In many different cultures, cardiovascular diseases are treated with Hawthorne berries, which are one of the safest herbal remedies. Today, it is one of the most popular herbs used in alternative medicine in Europe. Research has shown that Howthorne berries lower blood pressure by dilating blood vessels, strengthen the heart’s pumping ability and protect arterial walls. However, for their full effect to develop, the person may have to wait from several weeks to months.

Rauwolfia serpentina:

A small dose of this powerful herb, which is also known as Indian Snakeroot, can significantly lower blood pressure. However, until a few days after the initial administration, the effects of the herb aren’t seen, and they have a cumulative effect. Nasal congestion is the most common side effect of rauwolfia. Dry mouth, dizziness and nausea are some of its less common side effects.

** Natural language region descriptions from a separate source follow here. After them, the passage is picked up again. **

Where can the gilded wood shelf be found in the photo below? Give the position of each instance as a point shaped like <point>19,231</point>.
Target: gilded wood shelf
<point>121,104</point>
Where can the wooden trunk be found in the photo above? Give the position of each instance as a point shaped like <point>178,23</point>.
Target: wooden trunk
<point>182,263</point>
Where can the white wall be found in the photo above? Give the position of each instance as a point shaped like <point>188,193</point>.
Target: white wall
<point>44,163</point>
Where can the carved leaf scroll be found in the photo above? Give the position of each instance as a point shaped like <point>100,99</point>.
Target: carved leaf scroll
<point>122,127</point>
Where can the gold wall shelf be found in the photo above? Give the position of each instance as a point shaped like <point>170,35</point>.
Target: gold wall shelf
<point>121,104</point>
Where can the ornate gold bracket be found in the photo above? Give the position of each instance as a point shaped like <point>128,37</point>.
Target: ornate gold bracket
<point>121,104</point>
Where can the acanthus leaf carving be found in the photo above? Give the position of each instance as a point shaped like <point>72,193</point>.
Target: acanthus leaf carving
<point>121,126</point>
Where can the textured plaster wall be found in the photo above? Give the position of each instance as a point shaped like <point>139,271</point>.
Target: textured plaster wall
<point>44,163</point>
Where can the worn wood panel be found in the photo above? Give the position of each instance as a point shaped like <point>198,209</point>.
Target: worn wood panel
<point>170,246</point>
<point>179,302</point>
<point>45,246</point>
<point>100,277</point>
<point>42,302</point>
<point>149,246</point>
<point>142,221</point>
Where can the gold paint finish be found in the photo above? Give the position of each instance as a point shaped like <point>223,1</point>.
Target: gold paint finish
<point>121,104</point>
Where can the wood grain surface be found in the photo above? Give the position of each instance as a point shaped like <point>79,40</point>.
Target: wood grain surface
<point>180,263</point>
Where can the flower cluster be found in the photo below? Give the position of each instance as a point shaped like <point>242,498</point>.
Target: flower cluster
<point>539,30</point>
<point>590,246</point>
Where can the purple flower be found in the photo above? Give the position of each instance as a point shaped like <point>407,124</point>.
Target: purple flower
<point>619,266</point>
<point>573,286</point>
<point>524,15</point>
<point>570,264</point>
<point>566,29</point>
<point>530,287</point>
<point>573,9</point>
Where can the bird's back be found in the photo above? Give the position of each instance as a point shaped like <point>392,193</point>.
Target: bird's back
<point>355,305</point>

There are some supplements that are evaluated as blood pressure-lowering options:

Coenzyme Q10 (CoQ10):

Without appreciable side effects, a significant drop in blood pressure is experienced in people with mild high blood pressure who are taking CoQ10. Additionally, it seems that CoQ10 reduces blood pressure by a different mechanism than major antihypertensive drugs.

Omega-3 fatty acids:

Some studies report that in people with mild hypertension, EPA and DHA may reduce blood pressure. However, other studies have had conflicting results. Current evidence suggests that significantly higher doses of omega-3 fatty acids may result in modest reductions of blood pressure.

Amino acids:

The diet supplement L-arginine has been suggested to lower blood pressure. However, it has been suggested that L-arginine may lower blood pressure for only a short period of time, by the few, small and not well-controlled studies that were done up till now. Blood pressure-lowering qualities may also be found in another amino acid called L-taurine.


Before starting any medications, including the ones mentioned above, that are available without a prescription, make sure to talk to your doctor. On an individual basis, the risks and benefits of every medicine should be carefully weighed, including over-the-counter drugs.



Many studies have considerable weaknesses, despite the fact that extensive research has been reported on the effectiveness of acupuncture for lowering blood pressure. In order to determine the value of acupuncture as a treatment for hypertension, more rigorously controlled research is needed.
Right now there is no evidence that it can lower blood pressure reliably.



To treat high blood pressure, magnet treatment can be classified as an alternative medicine. Copper and iron bracelets help reduce the effects of blood pressure, though the reason of which isn’t known. Trying this treatment doesn’t hurt anyone because it doesn’t have any side effects or any type of harm.